Mme Marie-Christine Blandin. Je voudrais indiquer, à la suite de l'adoption de l'amendement n° 72 rectifié bis présenté par M. Charasse, qu'il ne me paraît pas très opportun de prévoir que les gardes-chasse pourront être mobilisés, fût-ce sous l'autorité du préfet, pour participer à diverses opérations, dont la définition reste assez floue. La proximité de ces personnes avec des gens armés laisse craindre des débordements incompatibles avec la sérénité publique.
M. le président. La parole est à M. Philippe Nogrix, pour explication de vote.
M. Philippe Nogrix. C'est presque avec enthousiasme, monsieur le ministre, que je voterai cet article. Il permettra de faire enfin avancer les choses dans nos communes et nos départements. Combien de fois, en effet, n'avons-nous pas été déçus des résultats d'interventions que nous faisions auprès du préfet, lequel n'avait ni les moyens ni la possibilité d'agir directement ?

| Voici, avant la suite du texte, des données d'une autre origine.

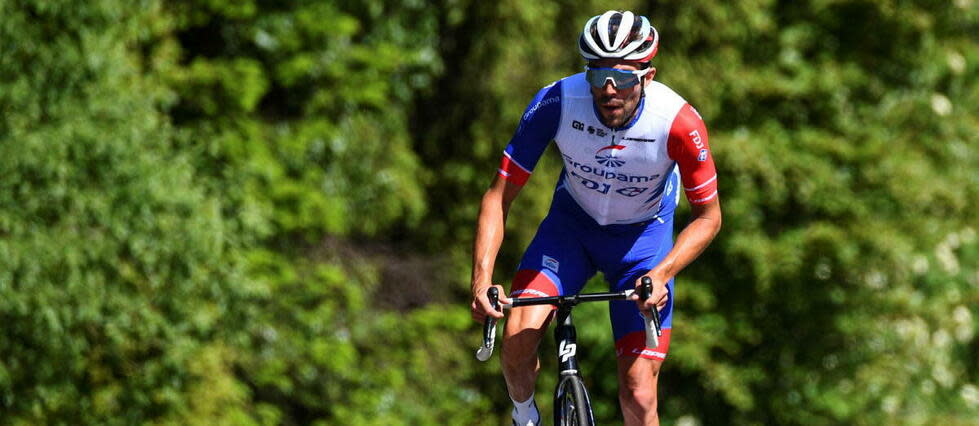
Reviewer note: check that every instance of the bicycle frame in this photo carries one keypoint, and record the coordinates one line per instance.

Je voudrais également vous remercier et vous féliciter de la fonction de management que vous assurez vis-à-vis des préfets. Toute personne responsable, tout chef d'entreprise sait que le management est indispensable, même s'agissant des cadres du rang le plus élevé. Recevoir les préfets, discuter avec ceux d'entre eux qui ont obtenu les meilleurs résultats ou qui, au contraire, rencontrent des difficultés me semble une pratique de bon sens. (Applaudissements sur les travées de l'Union centriste, des Républicains et Indépendants et du RPR.)
M. le président. Je mets aux voix l'article 1er, modifié.